One spring day, we were all at work.  The valley seemed quite, still from my prospective when I arrived home. Nothing out of place.  However, across the creek, B's roosters had been murdered. Leaving Hermie alone.   We believe it must have been a stray dog.  The roosters where still on the property, just lifeless. The two roosters, laid their life for their lady.  They allowed her to get to safety in her roost as they attempted to fight off the predator.

When B. called that evening, my husband answered the phone.  After hearing the sad story and the concern about the lonely chicken.  We decided we would attempt to introduce her to our flock and let her live her life on our farm.

B. brought over a dog crate to keep Hermie separated from my chickens.  We first tried putting the crate in the pen and seeing how everyone would react.  Brooda, my golden comet, initially ran to the cage and her and Hermie did not seem happy with situation.
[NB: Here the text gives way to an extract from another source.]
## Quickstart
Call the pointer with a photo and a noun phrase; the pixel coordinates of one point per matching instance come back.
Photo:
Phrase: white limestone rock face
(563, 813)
They were both attempting to fight, crate or not in their way.  We decided it was best to put the crate on the outside of the pen.  That way, no one could be hurt during the first part of the integration.
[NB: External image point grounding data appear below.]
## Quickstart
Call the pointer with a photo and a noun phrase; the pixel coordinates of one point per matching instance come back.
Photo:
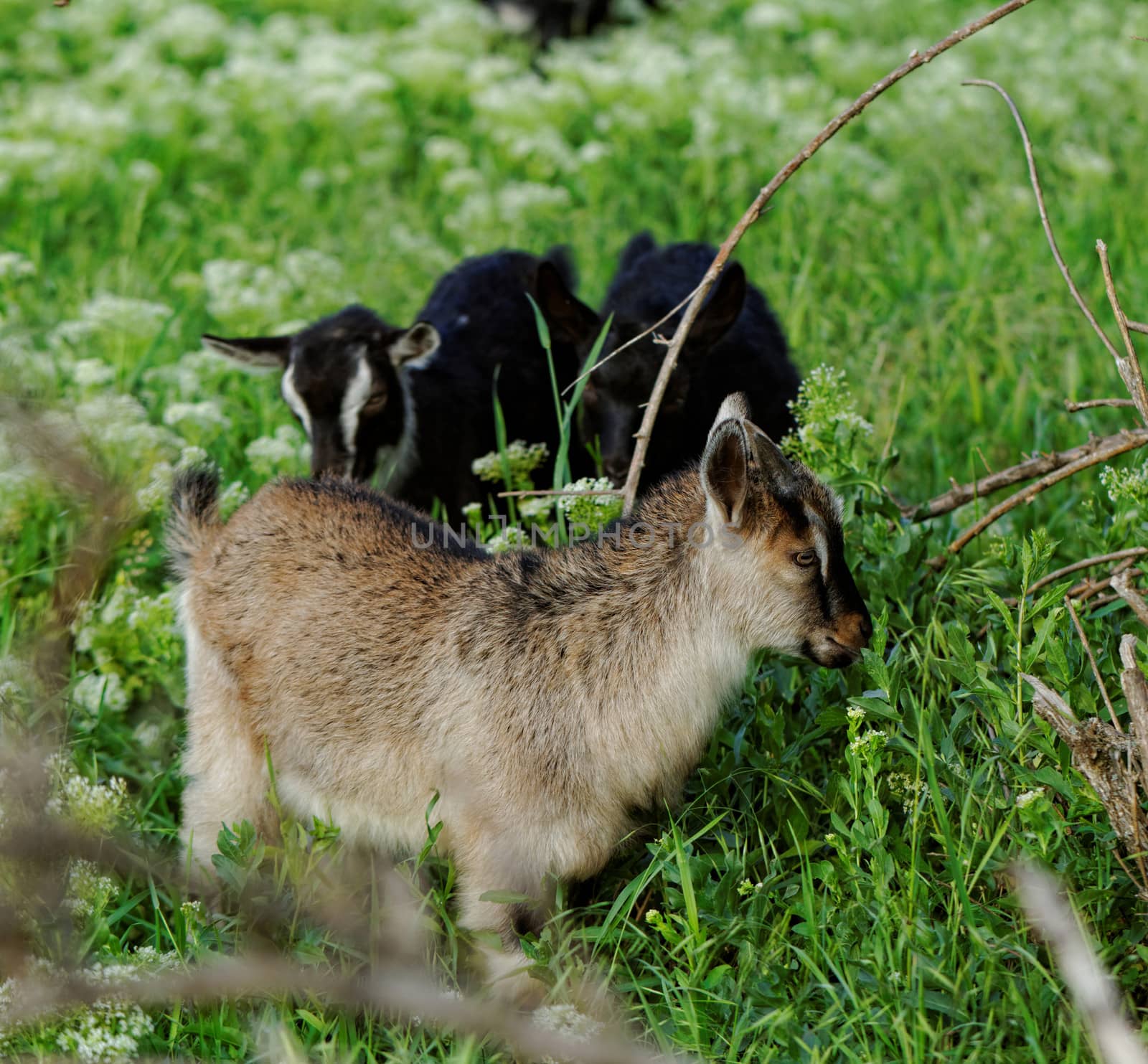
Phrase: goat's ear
(734, 405)
(637, 247)
(258, 352)
(719, 315)
(778, 472)
(726, 470)
(420, 339)
(562, 309)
A week or so passed.  B. continued to bring Hermie over in the morning and taking her home to his coop at night.  After multiple days, we moved the crate inside the pen, but put up a temporary fence around the crate when we were not home.  When I was home, I took down the fence and allowed the hens access to the area with the crate and Hermie.  After a few days, my hens started ignoring the entire situation.

Hermie initially would crash against the crate to get away from me, if I walked into the area.  As with my hens, she began to adapt and get used to my presence.  This took many days and constant interactions.  We finally decided to try her out of the crate and in the pen with the rest of the hens.  
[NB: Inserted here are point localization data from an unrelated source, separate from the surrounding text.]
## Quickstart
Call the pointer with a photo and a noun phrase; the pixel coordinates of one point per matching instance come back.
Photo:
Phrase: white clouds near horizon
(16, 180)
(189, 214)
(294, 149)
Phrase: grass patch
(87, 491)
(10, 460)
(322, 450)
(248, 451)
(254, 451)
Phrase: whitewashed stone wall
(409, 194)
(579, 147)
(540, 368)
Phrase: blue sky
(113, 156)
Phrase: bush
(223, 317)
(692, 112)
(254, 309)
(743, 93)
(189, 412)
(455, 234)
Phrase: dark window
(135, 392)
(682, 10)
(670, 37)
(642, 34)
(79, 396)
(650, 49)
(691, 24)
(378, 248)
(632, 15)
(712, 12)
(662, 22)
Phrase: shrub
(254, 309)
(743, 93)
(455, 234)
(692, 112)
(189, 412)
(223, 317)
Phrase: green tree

At first she would run at my hens and attack them.  They all coward as if she was a rooster.  A crazed rooster that was only out for blood.  She attempted to mount, but was obvious that she had no idea what she was doing.  This continued for a few days.  B. still would take her home in the evenings.  We were all unsure how she would treat the ladies in the coop.

The worse interaction times with Hermie and my flock was  during treat time.  She would guard the treats and attack my flock when they attempted to eat.  I was beginning to wonder if this relationship was going to work out.  Hermie didn't seem at first to want to back-off from my flock.  I started having second thoughts, but decided to stay patient.

What I thought would take a few days, ended up taking over three weeks to integrate this chicken into my flock.  After multiple lost feathers and the creation of a new pecking order, Hermie was a part of the flock.  In the beginning, she was still a bit rough with my hens, but she has changed dramatically.

Hermie now runs to the fence when I call my hens.  She has allowed me to pet her and is getting less scared of me.  She is still a wild chicken and not as trusting as some of my flock, but she is improving daily.  I realize she will never lay an egg, most likely will never fertilize any either.  However, she has a safe haven on my farm. I suppose that makes her my pet chicken. Welcome Hermie!